Residual cardiovascular risk in very high-risk patients continues to be a key challenge for the clinical community.

References

1. Avan A, Digaleh H, Di Napoli M et al. Socioeconomic status and stroke incidence, prevalence, mortality, and worldwide burden: an ecological analysis from the Global Burden of Disease Study 2017. BMC Med 2019;17 (1):191.
2. Stone NJ, Robinson J, Lichtenstein AH et al. 2013 ACC/AHA guideline on the treatment of blood cholesterol to reduce atherosclerotic cardiovascular risk in adults: a report of the American College of Cardiology/American Heart Association Task Force on Practice Guidelines. Circulation 2014;129(25 Suppl 2):S1-45.

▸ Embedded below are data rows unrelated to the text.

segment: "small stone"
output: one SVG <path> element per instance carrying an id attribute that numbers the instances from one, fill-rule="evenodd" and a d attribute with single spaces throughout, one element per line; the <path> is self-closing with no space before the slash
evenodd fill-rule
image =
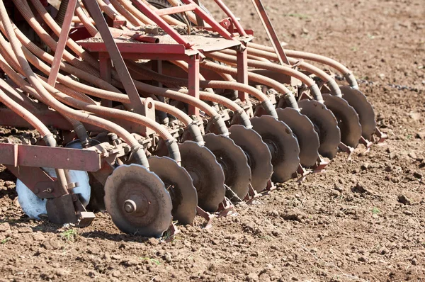
<path id="1" fill-rule="evenodd" d="M 414 172 L 413 176 L 418 179 L 422 179 L 422 174 L 417 172 L 417 171 Z"/>
<path id="2" fill-rule="evenodd" d="M 101 253 L 101 249 L 96 247 L 91 247 L 87 249 L 87 252 L 90 254 L 99 254 Z"/>
<path id="3" fill-rule="evenodd" d="M 121 276 L 121 272 L 119 270 L 115 270 L 112 272 L 112 276 L 115 278 L 119 278 Z"/>
<path id="4" fill-rule="evenodd" d="M 404 210 L 404 211 L 403 211 L 403 213 L 405 214 L 406 215 L 413 215 L 413 213 L 411 212 L 410 210 Z"/>
<path id="5" fill-rule="evenodd" d="M 416 159 L 418 158 L 414 152 L 411 152 L 409 154 L 407 154 L 407 155 L 414 159 Z"/>
<path id="6" fill-rule="evenodd" d="M 152 246 L 157 246 L 159 244 L 159 241 L 157 238 L 149 238 L 147 242 Z"/>
<path id="7" fill-rule="evenodd" d="M 358 261 L 368 262 L 368 258 L 364 256 L 360 256 L 358 259 L 357 259 L 357 260 Z"/>
<path id="8" fill-rule="evenodd" d="M 171 254 L 170 254 L 168 252 L 165 253 L 165 254 L 164 255 L 164 260 L 165 260 L 169 264 L 171 263 L 172 261 Z"/>
<path id="9" fill-rule="evenodd" d="M 425 139 L 425 131 L 417 132 L 416 137 L 419 139 Z"/>
<path id="10" fill-rule="evenodd" d="M 4 222 L 3 224 L 0 224 L 0 232 L 4 232 L 5 231 L 8 231 L 11 229 L 11 225 L 8 222 Z"/>
<path id="11" fill-rule="evenodd" d="M 404 205 L 412 205 L 412 201 L 410 201 L 405 195 L 400 195 L 397 197 L 397 201 Z"/>
<path id="12" fill-rule="evenodd" d="M 369 168 L 369 166 L 370 166 L 370 164 L 368 162 L 365 162 L 361 165 L 361 169 L 362 170 L 366 170 Z"/>
<path id="13" fill-rule="evenodd" d="M 44 241 L 45 237 L 42 233 L 35 232 L 33 235 L 33 239 L 34 239 L 35 241 Z"/>
<path id="14" fill-rule="evenodd" d="M 33 228 L 31 227 L 19 227 L 18 228 L 18 233 L 33 233 Z"/>
<path id="15" fill-rule="evenodd" d="M 251 272 L 249 274 L 248 274 L 248 276 L 246 276 L 246 279 L 245 279 L 247 281 L 259 281 L 259 276 L 257 275 L 257 273 L 255 273 L 254 272 Z"/>

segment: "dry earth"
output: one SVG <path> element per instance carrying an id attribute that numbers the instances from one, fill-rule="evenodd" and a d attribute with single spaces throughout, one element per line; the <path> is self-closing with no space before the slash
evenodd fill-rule
<path id="1" fill-rule="evenodd" d="M 226 2 L 266 43 L 250 1 Z M 339 154 L 325 174 L 279 185 L 211 230 L 197 219 L 168 243 L 120 234 L 106 213 L 82 229 L 29 220 L 0 168 L 0 280 L 425 280 L 425 4 L 264 2 L 288 47 L 354 72 L 386 145 Z"/>

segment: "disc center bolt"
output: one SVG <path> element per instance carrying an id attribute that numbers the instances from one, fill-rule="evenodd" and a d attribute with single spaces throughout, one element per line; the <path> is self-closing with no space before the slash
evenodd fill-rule
<path id="1" fill-rule="evenodd" d="M 124 210 L 125 210 L 127 213 L 134 213 L 136 212 L 137 209 L 137 206 L 134 201 L 126 200 L 124 202 Z"/>
<path id="2" fill-rule="evenodd" d="M 268 140 L 264 140 L 264 142 L 267 145 L 268 150 L 270 151 L 270 154 L 271 154 L 271 157 L 273 158 L 276 157 L 278 150 L 275 143 Z"/>

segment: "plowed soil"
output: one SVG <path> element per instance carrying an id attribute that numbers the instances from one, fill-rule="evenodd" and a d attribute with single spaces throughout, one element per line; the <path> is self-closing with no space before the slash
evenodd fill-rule
<path id="1" fill-rule="evenodd" d="M 249 1 L 226 2 L 269 43 Z M 0 168 L 0 280 L 425 280 L 424 1 L 264 2 L 288 48 L 353 70 L 386 143 L 339 153 L 210 230 L 197 218 L 171 242 L 121 234 L 106 213 L 81 229 L 30 220 Z"/>

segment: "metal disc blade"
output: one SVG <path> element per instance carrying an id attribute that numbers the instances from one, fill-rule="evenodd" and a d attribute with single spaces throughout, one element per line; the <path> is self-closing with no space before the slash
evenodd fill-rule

3. Kernan WN, Ovbiagele B, Black HR et al. Guidelines for the prevention of stroke in patients with stroke and transient ischemic attack: a guideline for healthcare professionals from the American Heart Association/American Stroke Association. Stroke 2014;45:2160-236.
4. Amarenco P, Kim JS, Labreuche J et al. A comparison of two LDL cholesterol targets after ischemic stroke. N Engl J Med 2019; DOI: 10.1056/NEJMoa1910355.
5. Sabatine MS, Giugliano RP, Keech AC et al. Evolocumab and clinical outcomes in patients with cardiovascular disease. N Engl J Med 2017;376:1713-22.
6. Schwartz GG, Steg PG, Szarek M et al. Alirocumab and cardiovascular outcomes after acute coronary syndrome. N Engl J Med 2018;379:2097-107.
7. Mach F, Baigent C, Catapano AL et al. 2019 ESC/EAS Guidelines for the management of dyslipidaemias: lipid modification to reduce cardiovascular risk. Eur Heart J 2019. doi: 10.1093/eurheartj/ehz455. [Epub ahead of print]
8. Varbo A, Nordestgaard BG. Remnant cholesterol and risk of ischemic stroke in 112,512 individuals from the general population. Ann Neurol 2019;85:550-9.